Aglionby, Edward (DNB00)
AGLIONBY, EDWARD (1520–1587?), recorder of Warwick, was born at Carlisle in 1520, and educated at Eton, from whence he was elected in 1536 to a scholarship at King's College, Cambridge, of which society he appears to have become a fellow three years later. He graduated B.A. in 1540–1, and M.A. in 1544. Subsequently he was appointed a justice of the peace for Warwickshire, where he possessed considerable property. His residence was at Temple Balshall. In December 1569 the treasure for the supply of the army sent to suppress the northern rebellion was committed to his charge, and he conveyed it safely to Berwick. He was returned for Warwick to the parliament of April 1571, and spoke thrice on the bill for imposing penalties on those who did not attend the services of the Established Church. The measure, he urged, ought to be only temporary in its operation. On 12 Aug. 1572 he was elected recorder of Warwick. Queen Elizabeth visited that town the same day on her way from Bishops Itchington to Kenilworth, and the new recorder made an oration to her majesty, which is printed in Nichols's ‘Progresses.’ In November 1587 he resigned the recordership ‘because of his great age, and impotency to travel, and failing of sight.’ He married Catharine, daughter of Sir William Wigston, his predecessor in the office of recorder of Warwick.

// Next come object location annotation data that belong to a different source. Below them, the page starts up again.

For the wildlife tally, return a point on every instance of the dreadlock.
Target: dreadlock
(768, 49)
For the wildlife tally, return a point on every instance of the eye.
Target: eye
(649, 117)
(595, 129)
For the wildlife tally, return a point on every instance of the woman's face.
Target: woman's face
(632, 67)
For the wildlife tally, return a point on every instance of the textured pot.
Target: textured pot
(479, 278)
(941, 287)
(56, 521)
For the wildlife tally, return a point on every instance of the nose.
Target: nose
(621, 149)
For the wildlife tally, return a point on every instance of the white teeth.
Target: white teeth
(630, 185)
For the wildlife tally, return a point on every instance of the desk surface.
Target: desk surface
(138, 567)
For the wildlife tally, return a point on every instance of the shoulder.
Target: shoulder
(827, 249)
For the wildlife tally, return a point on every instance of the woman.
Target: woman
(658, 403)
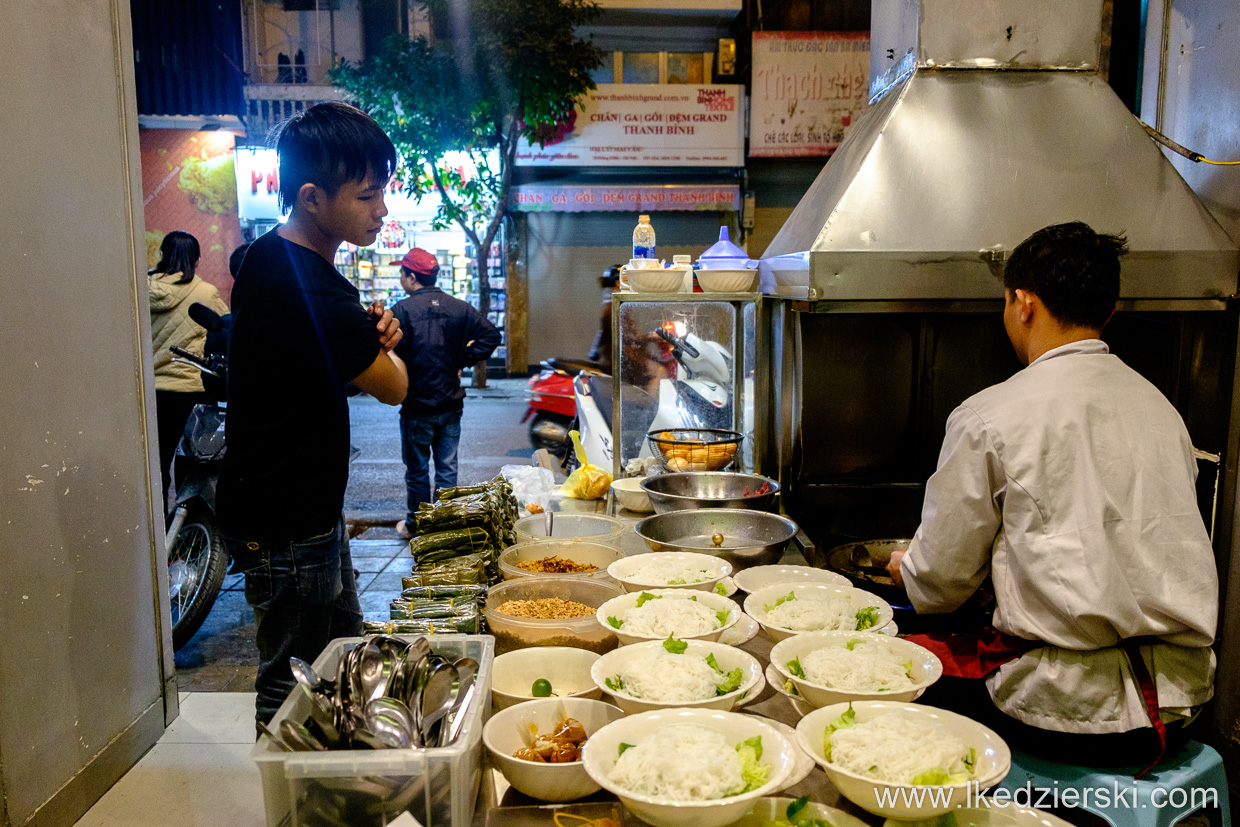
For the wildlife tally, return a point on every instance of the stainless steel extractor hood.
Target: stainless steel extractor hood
(988, 120)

Aglionby is the translator of ‘A notable and maruailous epistle of the famous Doctor Mathewe Gribalde, professor of the law in the vniuersitie of Padua: concerning the terrible iudgement of god vpon hym, that for feare of men denyeth Christ, and the knowen veritie: with a Preface of Doctor Caluine. Translated out of Latin intoo English by E. A.’ Worcester (printed by John Oswen), 1550. It was republished at London, without date, by Henry Denham, for William Norton: ‘Now newely imprinted, with a godly and wholesome preseruative against desperation, at all tymes necessarie for the soule: chiefly to be vsed when the deuill dooeth assaulte vs moste fiercely, and death approacheth nighest.’ That Aglionby was the E. A. of the title-page is clear from the acrostic contained in ‘An Epigram of the terrible example of one Francis Spera an Italian, of whom this booke is compiled.’[Cooper's Athenæ Cantabrigienses, ii. 21, 543; Nichols's Progresses of Queen Elizabeth (1823), i. 309, 310.]